Hollis Blanchard wrote:
On Tue, 2009-08-18 at 16:24 -0700, Kaitlin Rupert wrote:
Hi Hollis,
I applied your patch and the patches Richard submitted to do some testing. I noticed a few issues commented below...
+/* Delete all watches marked for deletion. */ +static void event_watch_free_deleted(void) +{ + struct watch *cur; + struct watch **link; + + CU_DEBUG("%s", __func__); + + pthread_mutex_lock(&watch_list_mutex); + + cur = watch_list; + link = &watch_list; + while (cur != NULL) { + struct watch *next = cur->next; + + if (cur->deleted) { + *link = next; + + cur->ff(cur->opaque); I'm seeing a seg fault here because once we reach this point, cur is NULL.
+ free(cur); + watch_count--; + } else + link = &cur->next; + + cur = next; + } + + pthread_mutex_unlock(&watch_list_mutex); +} +
Am I missing something obvious? The loop only runs while cur is not NULL.
Agreed. I meant to say in my previous email that I am confused as well. Actually, I put a check for (cur != NULL) right about the call to cur->ff - and cur is definitely NULL at that point. I haven't spent enough time debugging it, here's what little I have so far: event.c(142): event_watch_free_deleted event.c(146): +++++++++watch_list addr is 0x7fffdc014b30 Program received signal SIGSEGV, Segmentation fault. [Switching to Thread 0x7ffff61c6710 (LWP 22188)] 0x0000000000000000 in ?? () Missing separate debuginfos, use: debuginfo-install tog-pegasus-2.9.0-3.fc12.x86_64 (gdb) bt #0 0x0000000000000000 in ?? () #1 0x00000000069811f1 in event_watch_free_deleted () at event.c:156 #2 event_thread () at event.c:375 #3 0x0000000003c5e91a in start_thread () from /lib64/libpthread.so.0 #4 0x0000000004936b2d in clone () from /lib64/libc.so.6 #5 0x0000000000000000 in ?? () (gdb) up #1 0x00000000069811f1 in event_watch_free_deleted () at event.c:156 156 cur->ff(cur->opaque); (gdb) print cur $1 = (struct watch *) 0x0 (gdb)

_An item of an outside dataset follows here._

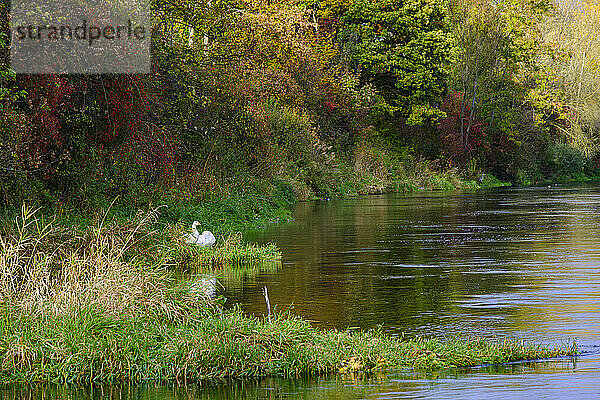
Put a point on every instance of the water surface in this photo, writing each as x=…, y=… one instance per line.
x=521, y=263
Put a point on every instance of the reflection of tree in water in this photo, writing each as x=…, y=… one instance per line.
x=339, y=387
x=419, y=262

Moreover, the list is locked, so concurrent list modifications wouldn't even explain it... unless the other user didn't take the lock (which we do on purpose sometimes). From the CU_DEBUG log, can you tell if there's any concurrency going on?
I'll investigate this more tomorrow. Richard - or maybe you can?
+/* One thread to watch all fds for all events for all libvirt threads. */ +static void *event_thread(void *ptr) +{ + while (1) { + struct watch *cur; + struct pollfd *pollfds; + struct pollfd *pollfd; + int timeout; + int i; + + pollfds = malloc(sizeof(struct pollfd) * watch_count); + + /* fill in pollfds array from our watch list */ + for (pollfd = &pollfds[0], cur = watch_list; + cur != NULL; + pollfd++, cur = cur->next) { + pollfd->fd = cur->fd; + pollfd->events = libvirt_to_poll_events(cur->events); + } + + timeout = event_next_timeout(); + + poll(pollfds, watch_count, timeout); + + /* invoke callbacks */ + for (i = 0; i < watch_count; i++) + for (cur = watch_list; cur != NULL; cur = cur->next) + if (cur->fd == pollfds[i].fd When I generate a event, poll never seems to catch it. I tried forcing this by changing the timeout value to a minute. And then generating the event. I can see from the libvirt debug that the event has been generated:
15:00:34.232: debug : virEventRunOnce:567 : Poll got 1 event 15:00:34.239: debug : virEventDispatchHandles:450 : Dispatch n=2 f=8 w=3 e=1 0x7f2a57d6e6b0
These messages are from qemud? So the event is generated on the other side of the "remote" pipe?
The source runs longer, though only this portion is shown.